Topics: Machine Learning, Data Gathering. Audience: Knowledgeable.
Seeing as I have built this blogging platform on my website it seems only fitting to fill it. That said, I don’t plan to blog often and if my previous blogs are anything to go by this will be blog 1 of 2, but I digress. My research is into modelling video game lives streams, e.g. Twitch.tv. For those of you to who Livestreaming is a new term let me briefly explain. Livestreaming describes a paradigm where the events being broadcast are occurring live (as in live TV) and accessible through the internet. In the video game livestreams world a particular layout is common, where the broadcaster (streamer) broadcasts their game screen with an overlay of their webcam. Streamers then play their game while providing commentary to the viewers. Viewers then interact with the streamer (and other viewers) by posting messages in an open chat, where the streamer can read and respond to the messages.
So, why study streamers?
Livestreams have many many compelling reasons to study them. Here are a few which are most interesting for my research:
Livestreams are really popular and only getting more popular. A quick check of TwitchTracker shows that there is an average of 1.26 million concurrent viewers watching 48.3 thousand streams. That is huge when you consider that on average Fox News (the largest cable TV channel in the US) draws 1.89m average and ESPN (the 4th largest) draws just 1.08m. When you compare Twitch as a whole to US cable TV it would be the 4th largest channel. For a website which primarily contains people sat playing games this is incredible in my opinion. This also means there is practically infinite data being generated by the site (infinite as in there is so much we cannot really process it all) - about 131 years of footage is generated each day. Twitch is not alone either, there are numerous other services such as Mixer and YouTube Gaming.
Audio Visual models of Player Experience may be possible. For me, one of the most exciting reasons to study livestreams is because it offers a really rare opportunity to capture player experience through Audio Visual data. Because a typical stream consists of a streamer broadcasting a feed of their game screen as well as their face we can, potentially, build models of player experience based on this data. Now, this is not an easy feat because the data is very noisy (I will go into more details about this is the next section and is a large part of my ongoing PhD research).
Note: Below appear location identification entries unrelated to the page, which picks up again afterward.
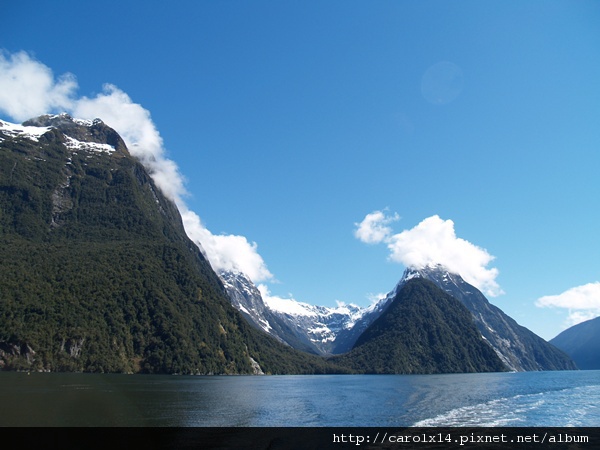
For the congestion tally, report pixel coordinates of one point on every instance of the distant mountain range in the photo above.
(331, 331)
(98, 275)
(582, 343)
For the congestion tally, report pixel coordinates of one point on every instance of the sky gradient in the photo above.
(321, 143)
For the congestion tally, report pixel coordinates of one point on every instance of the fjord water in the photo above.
(569, 398)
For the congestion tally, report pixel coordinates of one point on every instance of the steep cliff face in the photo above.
(423, 330)
(582, 343)
(97, 273)
(519, 348)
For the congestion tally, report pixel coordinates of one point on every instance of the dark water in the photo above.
(497, 399)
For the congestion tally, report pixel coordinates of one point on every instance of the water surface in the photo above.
(568, 398)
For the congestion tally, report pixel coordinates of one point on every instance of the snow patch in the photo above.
(29, 132)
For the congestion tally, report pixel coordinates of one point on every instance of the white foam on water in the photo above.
(571, 407)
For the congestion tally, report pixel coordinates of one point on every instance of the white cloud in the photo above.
(433, 241)
(28, 89)
(285, 305)
(582, 302)
(226, 252)
(374, 228)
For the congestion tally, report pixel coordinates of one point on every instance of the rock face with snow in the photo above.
(336, 330)
(97, 273)
(315, 329)
(519, 348)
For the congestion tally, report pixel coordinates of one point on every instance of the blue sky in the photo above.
(292, 121)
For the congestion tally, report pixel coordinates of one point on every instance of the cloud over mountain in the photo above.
(28, 88)
(432, 241)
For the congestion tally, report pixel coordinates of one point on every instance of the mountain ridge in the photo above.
(97, 273)
(582, 343)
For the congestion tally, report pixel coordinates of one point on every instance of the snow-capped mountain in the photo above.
(326, 330)
(519, 348)
(317, 329)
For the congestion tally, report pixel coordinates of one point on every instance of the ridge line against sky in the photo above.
(475, 124)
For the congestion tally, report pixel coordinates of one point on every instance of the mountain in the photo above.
(424, 330)
(97, 273)
(519, 348)
(332, 331)
(582, 343)
(315, 329)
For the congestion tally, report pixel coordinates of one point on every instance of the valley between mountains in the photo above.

These models, along with the abundance of streamers, can be used to inform developers about how their games are being received, which parts players are enjoying etc. It is important to note here that others have provided data in similar forms, like the Platformer Experience Dataset, but these are often generated in Lab environment and tend to be relatively small so may not generalise to wild data.
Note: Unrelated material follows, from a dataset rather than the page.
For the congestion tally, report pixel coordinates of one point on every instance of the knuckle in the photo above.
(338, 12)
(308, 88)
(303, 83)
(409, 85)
It can help further various Machine Learning fields More details will be provided in the next section but simply put video data is noisy and difficult to deal with. It provides data in a very ‘real-world’ setting, which is unlike a lot of the data sets currently out there which contain data gathered in controlled lab environments. If the challenges in this paradigm can be overcome we have the potential to make a serious contribution to wider fields such as Computer Vision or Affective Computing. While lab gathered data provides a clean data source for developing and testing modelling often this modelling does not generalise well to real-world data. Therefore livestreams offer abundant real-world data which, is utilised, can help develop generalisable and robust models.
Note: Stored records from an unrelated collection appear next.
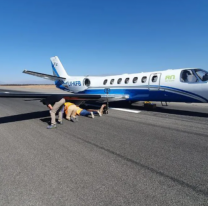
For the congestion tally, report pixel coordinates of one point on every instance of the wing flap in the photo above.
(44, 76)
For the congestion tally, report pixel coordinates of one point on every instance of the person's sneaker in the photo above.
(92, 115)
(73, 119)
(99, 113)
(53, 126)
(60, 122)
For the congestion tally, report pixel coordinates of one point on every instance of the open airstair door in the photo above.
(154, 81)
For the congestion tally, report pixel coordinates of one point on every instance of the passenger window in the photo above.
(154, 78)
(188, 76)
(135, 79)
(203, 75)
(126, 80)
(144, 79)
(105, 81)
(119, 81)
(112, 80)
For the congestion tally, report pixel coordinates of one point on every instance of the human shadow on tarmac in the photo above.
(46, 120)
(22, 117)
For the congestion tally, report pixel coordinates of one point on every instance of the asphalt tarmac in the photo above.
(155, 157)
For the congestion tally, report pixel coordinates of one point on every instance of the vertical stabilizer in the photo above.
(57, 67)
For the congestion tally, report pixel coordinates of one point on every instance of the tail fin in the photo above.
(58, 69)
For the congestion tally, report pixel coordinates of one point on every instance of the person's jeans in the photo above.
(57, 107)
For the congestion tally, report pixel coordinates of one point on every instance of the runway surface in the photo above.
(150, 158)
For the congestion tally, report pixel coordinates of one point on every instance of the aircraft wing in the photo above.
(44, 76)
(42, 96)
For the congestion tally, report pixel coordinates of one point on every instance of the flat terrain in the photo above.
(151, 158)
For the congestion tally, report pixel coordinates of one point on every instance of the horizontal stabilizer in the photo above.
(45, 76)
(41, 95)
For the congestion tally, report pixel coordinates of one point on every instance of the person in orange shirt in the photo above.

It is not just about the streamers. So far I have mostly talked about the streamers. However, there is a lot more going on in a stream than just a streamer playing a game in isolation. For a start, there is a chat feature where viewers can write messages to each other and the streamer. This adds a really interesting dynamic to streams as not only do we have a player interacting with a game, we also have a player interacting with viewers, viewers interacting with the streamer, viewers interacting with each other, and viewers interacting with the game (by commenting on it). Add into the mix streams where there is more than one streamer or in multiple player games where the streamer is communicating with others via voice chat and you end up with a huge soup of organic human interaction and behaviour.
Data is hard
Hopefully, the above arguments have convinced you that studying video game streams has huge potential with implications not just in player experience modelling but also behaviour, emotion, and interaction modelling. However, it is not all plain sailing, stream data can be very difficult to work with as I will outline here:
‘Don’t learn from pixels’ is a saying I have heard from a few researchers and honestly it is pretty good advice. Pixels are very difficult to learn from because they are highly dimensional, sometimes redundant and strongly spatially related. Of course, an entire field of Machine Learning, Computer Vision, exists to study these sorts of models but still, I felt it worth mentioning that by default the data type we are working with here is challenging, even before we consider the host of complicating factors below.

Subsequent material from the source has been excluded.